Fotografia: Petar Milošević (Wikimedia - Creative Commons Share Alike) |
Moacir Pimentel
Tenho profundo respeito pelas palavras que carinhosamente chamo de
pretinhas. Adolescente, eu ficava imaginando como surgira a linguagem humana.
Ainda hoje apenas se supõe que alguma coisa aconteceu no cérebro e no sistema
vocal do prezado Homus ancestral, em algum momento entre cem e cinquenta mil
anos atrás.
Certa vez escrevi uma redação sobre dois caçadores pré-históricos mui
amigos. Um deles, distraído, não percebia que um rinoceronte bravio vinha em
sua direção. O outro movia os braços desesperado para alertar o desavisado do
mortal perigo, mas, incapaz de estabelecer contato visual, não teve outro jeito
senão soltar o verbo:
ARRRRRGH!
Deu certo! Fora feita, na pré-história, a comunicação vocal! Tenho
certeza de que os nossos ancestrais antes daquele berro salvador se comunicavam
por gestos, usavam uma linguagem de sinais. Pois quando evoluímos para a
modalidade vocal, nela permaneceu o resíduo gesticular, a expressão corporal e
facial, uma intensa linguagem corporal.
Penso que muito lentamente o homem foi desenvolvendo um vocabulário
básico, códigos sonoros para os principais marcos e rotinas da sua geografia
cotidiana e que, gradativamente, seu cérebro foi evoluindo neurologicamente e
seu aparelho fonador fisicamente se adaptando à articulação.
Ou seja, os sons passaram a ser utilizados para representar uma
variedade cada vez maior de coisas. Depois deve ter sido assim um tal de…. me, tarzan
e you, jane…, uma protolíngua como aquela balbuciada pelas crianças. O certo é
que ao criar uma linguagem, nós abstraímos pela primeira vez.
Maravilha-me que a linguagem humana tenha se tornado tão sofisticada ao
ponto de expressar absolutamente todos os pensamentos da nossa espécie. Falamos
porque éramos especiais. E porque de sê-lo, desenvolvemos novas capacidades
cognitivas, a habilidade de imitar os sons e de memorizar informações, o desejo
de comunicar nosso entendimento, a necessidade de perceber as vontades alheias
e uma vocação para cooperar.
Em seguida, os homus da vez – confundo-me com os seus sobrenomes –
resolveram moer minerais como óxido de ferro, ocre e carvão vegetal. Ao pó
acrescentaram gordura animal e com as tinturas obtidas e usando as próprias
mãos como pincéis, foram pintando animais e humanos e estrelas e símbolos
esotéricos pelas paredes de suas cavernas, inclusive a de Lascaux que, para
mim, é a Sistina pré-histórica.
Ao fazer arte, representando o seu mundinho com cores, formas, linhas,
pontos, volumetria e até mesmo sobreposições, o homem abstraiu pela segunda
vez. As imagens eram uma nova língua, uma outra linguagem porque contavam uma
história, digamos, de uma expedição de caça, em vez de enfileirar simplesmente
imagens de animais e pessoas
E finalmente, no que foi para mim a mais revolucionária tecnologia
jamais inventada, os nossos ancestrais misturaram numa só, as suas duas
abstrações anteriores. Ou seja, deram cor aos sons, forma aos fonemas, linhas
às sílabas, ordem pictórica às vocalizações e criaram...
A PALAVRA ESCRITA!
A terceira abstração da espécie humana. O fim da pré-história.
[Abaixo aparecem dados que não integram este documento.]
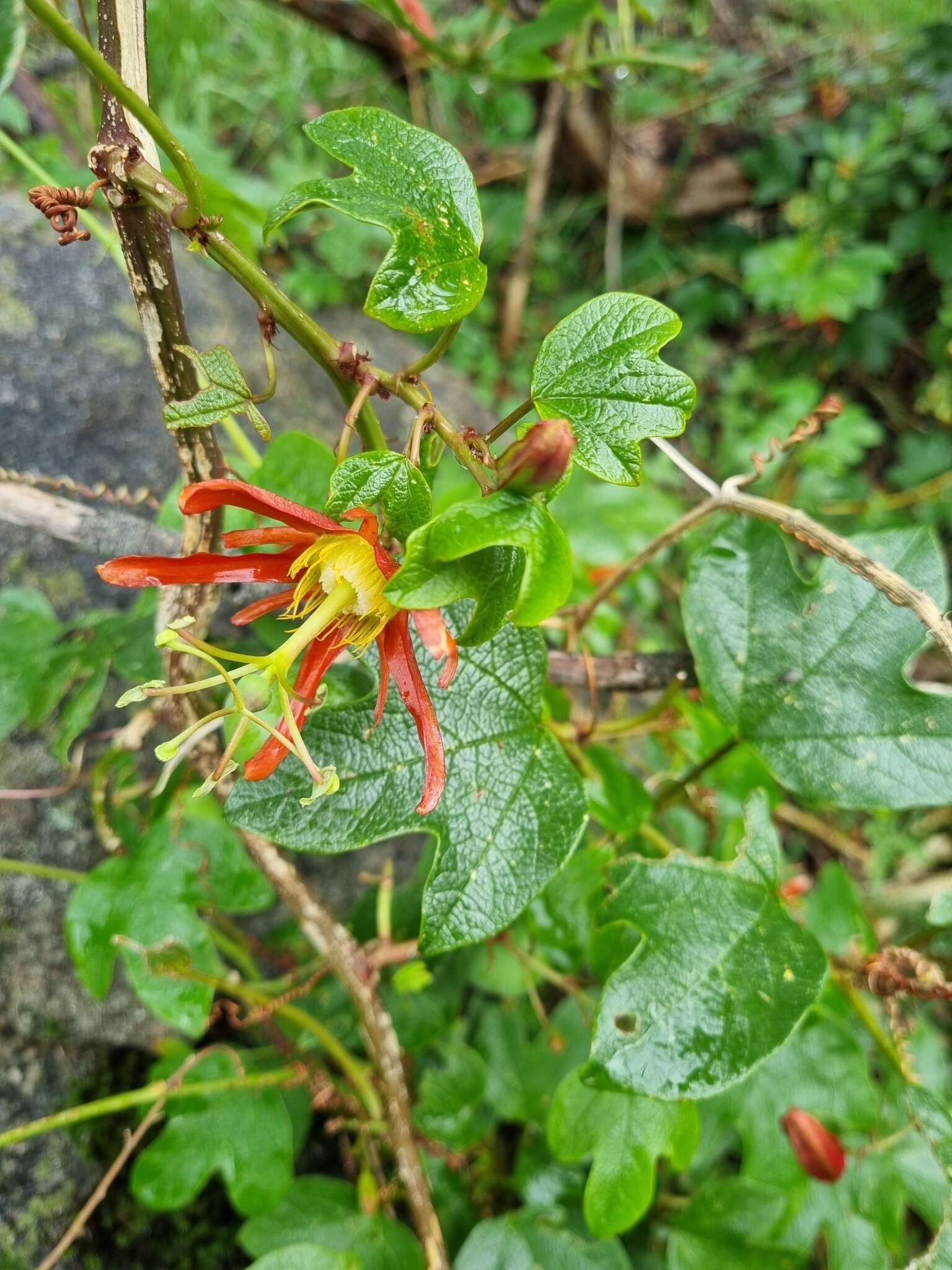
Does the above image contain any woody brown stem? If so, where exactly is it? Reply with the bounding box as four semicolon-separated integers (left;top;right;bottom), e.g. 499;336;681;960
91;0;224;706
Os nossos ancestrais rabiscaram garranchos cuneiformes em blocos de
barro, fazendo exatamente o que fazemos com os nossos laps nas caixas de
comentários do blog. A comunicação. Esta escrita, as marcas específicas em
argila molhada, feitas com um objeto pontiagudo, foi desenvolvida, a priori,
para elencar posses. E então passaram a descrever conflitos (rsrs)
A mais antiga forma de escrita foram pictogramas – símbolos que
representavam objetos – e serviram para ajudar a lembrar coisas como quantas
vacas pastavam lá fora ou quantas ovelhas seriam ofertadas como sacrifícios nos
templos, ou barris de cerveja nos celeiros.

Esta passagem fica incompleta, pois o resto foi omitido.